Between 2016 and 2023, the number of transplants at Toulouse University Hospital decreased by 2.4%.

© DDM-MICHEL LABONNE / MAXPPP

He himself received a transplant fourteen years ago. “At that time, the waiting time was already 2 to 3 years, but today, patients wait five years on average” assures Frédéric Escala. According to him, this is the consequence of a lack of donors but also of a lack of available healthcare personnel, in a health system in crisis. “We assume that arbitrations are being made. We alerted the management of the CHU by e-mail in April but we did not obtain a response”affirms this patient representative. According to him, Abdallah’s case is “unfortunately recurring”.

So with other patient associations, they intend to continue to question the management of the CHU regarding its organization. “Two blocks should be available at the same time”exclaims Thierry Gesson, also a recipient of a transplant several years ago, and today president of Midi Cardio Greffe . “Abdallah’s case is not an isolated case. We are fully aware that there are difficulties in getting a transplant scheduled, particularly when it comes to transplanting a donated kidney by a living person, but management has not yet given us any explanation and the teams continue to work at a tight pace.says Thierry Gesson. Contacted this Wednesday, the professor in charge of coordinating the Nephrology and Organ Transplantation department of the CHU indicated that he was waiting for the agreement of his general management to be able to speak publicly on the subject and answer our questions.

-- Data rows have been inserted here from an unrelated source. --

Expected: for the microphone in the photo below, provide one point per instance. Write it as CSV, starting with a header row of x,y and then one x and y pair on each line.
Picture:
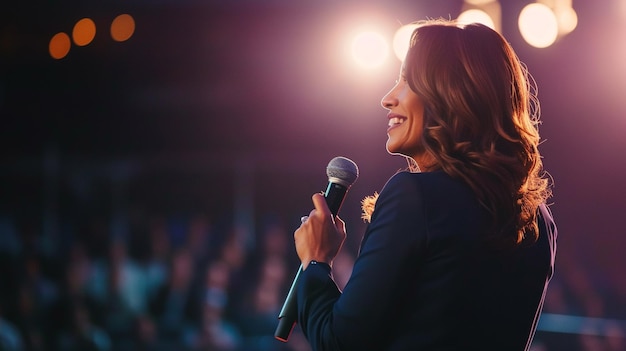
x,y
342,173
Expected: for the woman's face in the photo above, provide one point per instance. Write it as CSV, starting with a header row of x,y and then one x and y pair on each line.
x,y
406,115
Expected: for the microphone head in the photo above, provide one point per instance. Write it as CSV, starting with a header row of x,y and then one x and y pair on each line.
x,y
342,170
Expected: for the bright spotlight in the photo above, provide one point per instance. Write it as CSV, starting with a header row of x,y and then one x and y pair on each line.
x,y
476,16
538,25
401,40
369,49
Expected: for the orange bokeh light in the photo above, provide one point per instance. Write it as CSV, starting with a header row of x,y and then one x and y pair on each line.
x,y
84,31
59,45
122,27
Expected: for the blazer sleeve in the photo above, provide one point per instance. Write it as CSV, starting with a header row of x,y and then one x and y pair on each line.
x,y
361,318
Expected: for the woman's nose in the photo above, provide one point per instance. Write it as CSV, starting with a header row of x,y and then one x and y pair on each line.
x,y
389,100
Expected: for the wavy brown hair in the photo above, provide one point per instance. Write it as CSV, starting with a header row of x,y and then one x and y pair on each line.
x,y
481,116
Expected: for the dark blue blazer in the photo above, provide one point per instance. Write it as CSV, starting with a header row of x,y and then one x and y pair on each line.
x,y
426,280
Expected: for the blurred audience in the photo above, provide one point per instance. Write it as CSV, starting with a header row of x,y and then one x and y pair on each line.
x,y
197,286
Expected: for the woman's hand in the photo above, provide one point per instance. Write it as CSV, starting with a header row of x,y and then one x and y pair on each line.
x,y
321,236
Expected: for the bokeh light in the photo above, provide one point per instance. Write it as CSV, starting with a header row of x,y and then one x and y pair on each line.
x,y
59,45
538,25
476,16
122,27
84,31
369,49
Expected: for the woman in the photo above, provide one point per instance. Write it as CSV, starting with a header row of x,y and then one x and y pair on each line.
x,y
460,247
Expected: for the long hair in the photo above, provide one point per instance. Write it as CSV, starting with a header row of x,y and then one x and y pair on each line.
x,y
481,116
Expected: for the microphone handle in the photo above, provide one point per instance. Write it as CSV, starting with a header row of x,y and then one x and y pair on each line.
x,y
335,194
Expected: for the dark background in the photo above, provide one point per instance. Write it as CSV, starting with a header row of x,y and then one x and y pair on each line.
x,y
234,108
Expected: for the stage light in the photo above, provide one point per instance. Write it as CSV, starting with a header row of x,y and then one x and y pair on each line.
x,y
59,45
369,49
538,25
84,31
476,16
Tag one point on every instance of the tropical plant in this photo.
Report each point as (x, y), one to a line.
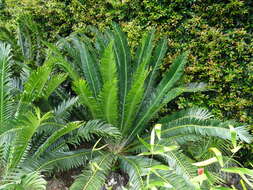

In France, the number of people waiting for a transplant is increasing sharply from year to year. At 1is January 2016, 14,500 people were waiting for an organ transplant in France. At the start of 2024, there were 21,800 of them, according to statistics from the biomedicine agency, and even more according to the collective of patient associations Greffes.

However, between 2016 and 2023, the number of transplants at Toulouse University Hospital decreased by 2.4%. Indeed, according to figures made public by management, 286 patients were transplanted there in 2023 (source: press release sent to the press), compared to 293 in 2016 (source: CHU website).

Last April in the columns of The Dispatchthe coordinator of the Organ Transplantation department of Toulouse University Hospital also sounded the alarm, citing his fear of a drop of 18 to 30% in kidney transplants from living donors in 2024.

In a press release, the management of the Toulouse University Hospital ensures that “the transplant activity constitutes a priority of the medical project of the new establishment project, validated in April 2024” and that the number of transplants carried out over the period from January to August 2024 increased by 8% over one year.

Abdallah continues to go to the hospital three mornings a week to benefit from dialysis, but confides to Parisian to have “lost all hope” to receive a new transplant.